Jet Cards are good for use when your travel is in the range between 25 and 100 hours per year.
Jet cards are essentially block charter programs. You pay an upfront fee that guarantees you a set number of hours use of an aircraft. Most jet cards start at 25-hour blocks. These cards can be for a specific aircraft type (e.g., Citation X), or category (e.g., Mid-size jet). Depending on the program provider and promotion offered, there are both one-way cards (pay only for occupied legs) and round trip cards (pay all hours the aircraft flies). If your travel is mostly out and back the same day, the round trip prices are the better deal. Some jet cards also offer concierge services such as booking limousines, hotels, theatre tickets, etc.
Once you near the end of your 25-hour block, you can purchase an additional card. The cards do expire, but only in the sense that the rates expire. As with charter, you can select from different categories of aircraft in order to max and match to the type of air travel that you do.
With charter and jet cards, you have no ownership and no responsibilities (legal/operational), and no long term debt.
Fractional ownership is best for those who consistently fly 75 – 250 hours per year, fly a lot of one-way trips, and do not want the full responsibility of a whole aircraft.
Fractional aircraft ownership is a concept under which an aircraft management company facilitates the sale of shares of an aircraft to a number of co-owners, who in turn employ the management company to operate the aircraft on their behalf under a dry-lease exchange agreement. Hours are billed by block time, plus there is the acquisition cost and monthly management fee to consider.
Ownership contracts run typically for five years. Shares are normally sold in 50-hour/year increments (or one-sixteenth shares). Total share costs are proportional to the share size: 50-hours annually will cost half of what 100-hours annually will cost.
With charter, the commitment is for the individual flight, with jets cards, the commitment is for the block of hours, and with fractional ownership, the commitment is for the block of hours and a calendar period.
With a fractional program, you generally fly on the same type of aircraft. Those aircraft are outfitted almost identical to each other and the crews are trained to the same standards. Some fractional programs also offer concierge level services, one call for all the travel needs. If your business can use a tax deduction, the share’s acquisition cost can be 100% deductible if the aircraft is used for business.

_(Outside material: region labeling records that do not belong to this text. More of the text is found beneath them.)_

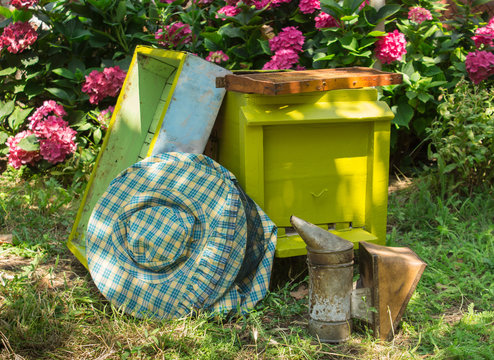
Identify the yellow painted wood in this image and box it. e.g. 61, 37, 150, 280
217, 89, 393, 257
67, 46, 229, 266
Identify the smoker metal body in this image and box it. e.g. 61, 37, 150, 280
290, 216, 426, 343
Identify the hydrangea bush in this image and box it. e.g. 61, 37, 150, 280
0, 0, 494, 179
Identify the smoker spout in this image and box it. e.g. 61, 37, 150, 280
290, 215, 353, 252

As with charter and jet cards, you can select from different aircraft with different capabilities. You may trade up or down in aircraft size, and you may have access to multiple aircraft at the same time. Fractional ownership offers guaranteed aircraft availability when booked in advance.
If you like control, fly more than 250 hours per year and enjoy the pride of ownership, then whole aircraft ownership offers the highest levels of service and potentially the lowest costs.
With full ownership, you can select the aircraft; you can hire the crew, and leave “your stuff” on “your aircraft.” You have complete control, and responsibility, for the aircraft. If you work with a management company, they can assist you in the process.
With your own aircraft, the more flying you do, the lower the average cost per hour becomes. Whole aircraft ownership makes financial sense when annual usage exceeds somewhere around 250 to 300 hours.
How much flying and what types of flying you do will help frame the charter-jet card-fractional discussion. Charter is the best way to have access to many types of aircraft with no long term commitment. If your annual flying increases, jet cards may be a better deal with discounts for “buying in bulk.” Fractional ownership provides much of the benefits of whole aircraft ownership while sharing the fixed costs among multiple owners. Whole aircraft ownership offers the most control, and with sufficient annual flying, the potential for the lowest average total cost.
Charter, Jet Cards, Fractional And Full Ownership: It all starts with your requirements in terms of where, how often and how many people you need to transport.